Ancient Shinto beliefs proscribe women from entering the straw dohyo sumo ring. But what about entering a whorehouse?
But why would a respectable woman want to go to a whorehouse in the first place?
The sex industry is always open to new ideas and suggestions. For instance, once the manager of a shop asked a reporter, “Have you got any ideas we could try out?”
“Well,” the writer pondered, “how about offering ‘erection insurance'”?
Huh? Or maybe we should ask, WTF?
The writer suggested the shop guarantee not just service with a smile, but that the customer would always get a woody. That is to say, should the masseuse fail to raise the angle of the dangle to the prerequisite degree, the customer would receive a 30 percent refund off the price of entry.

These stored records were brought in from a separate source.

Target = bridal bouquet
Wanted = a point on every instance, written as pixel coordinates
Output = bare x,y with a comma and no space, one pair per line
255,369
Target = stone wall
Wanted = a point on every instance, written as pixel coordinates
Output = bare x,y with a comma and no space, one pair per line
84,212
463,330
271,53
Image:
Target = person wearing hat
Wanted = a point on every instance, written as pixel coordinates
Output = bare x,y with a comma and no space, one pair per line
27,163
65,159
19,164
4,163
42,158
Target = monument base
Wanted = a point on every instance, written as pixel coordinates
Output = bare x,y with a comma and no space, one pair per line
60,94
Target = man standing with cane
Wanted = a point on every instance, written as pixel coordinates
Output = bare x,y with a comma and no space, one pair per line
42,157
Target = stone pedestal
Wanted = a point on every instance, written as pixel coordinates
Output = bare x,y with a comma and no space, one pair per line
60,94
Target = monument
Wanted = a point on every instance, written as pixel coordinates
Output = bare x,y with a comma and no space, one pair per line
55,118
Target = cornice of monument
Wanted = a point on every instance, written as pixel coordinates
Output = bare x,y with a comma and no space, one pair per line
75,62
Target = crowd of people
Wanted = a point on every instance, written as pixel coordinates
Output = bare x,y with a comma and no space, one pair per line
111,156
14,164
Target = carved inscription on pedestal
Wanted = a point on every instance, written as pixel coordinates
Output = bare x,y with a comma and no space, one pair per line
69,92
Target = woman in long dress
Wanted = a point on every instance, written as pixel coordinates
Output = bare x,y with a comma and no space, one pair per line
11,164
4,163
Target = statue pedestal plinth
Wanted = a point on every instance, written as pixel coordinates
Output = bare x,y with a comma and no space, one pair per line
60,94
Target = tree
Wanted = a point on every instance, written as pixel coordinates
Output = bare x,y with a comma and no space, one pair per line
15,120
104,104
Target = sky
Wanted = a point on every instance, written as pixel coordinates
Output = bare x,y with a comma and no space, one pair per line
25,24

Now a deal like that was almost certain to attract mobs of middle-aged and elderly males whose fancies have turned flaccid — and come to think of it, it did.
This is one reason perhaps why, when times were good, the reporters who covered the pricier soaplands (erotic bathhouses) in Yoshiwara for tabloid publications were typically treated like kings. Not only were they respectfully addressed as “sensei,” but they were served a deluxe Japanese-style snack during their visit, and upon departure were seen off at the door with a chorus of bows and thanks from the manager and staff.
But once it seems a female reporter, perhaps to do a story from the just-us-girls perspective, made an effort to enter a Yoshiwara soapland and was treated with rudeness bordering on hostility. To wit, the employee told her,”Kono ama, nanishi ni kita? Kaere!” (You hack. What did you come here for? Begone!)
It seems that since feudal times, the Yoshiwara accorded protection to the spirits of unfortunate prostitutes who had died on the job. These spirits supposedly became intensely jealous when an ordinary woman entered the brothel quarter. And her admission would also put a hex on the shop. The more beautiful the woman, the more jealous the spirits would become, or so goes the legend.
So to mollify the spirits’ sensibilities, the employee manning the door of this particular shop grabbed a handful of salt — used for ritual purification — and began flinging it at the female reporter to drive her away.
It’s a strange old Yoshiwara custom that hardly anyone knows about. You read it here, folks. (K.S.)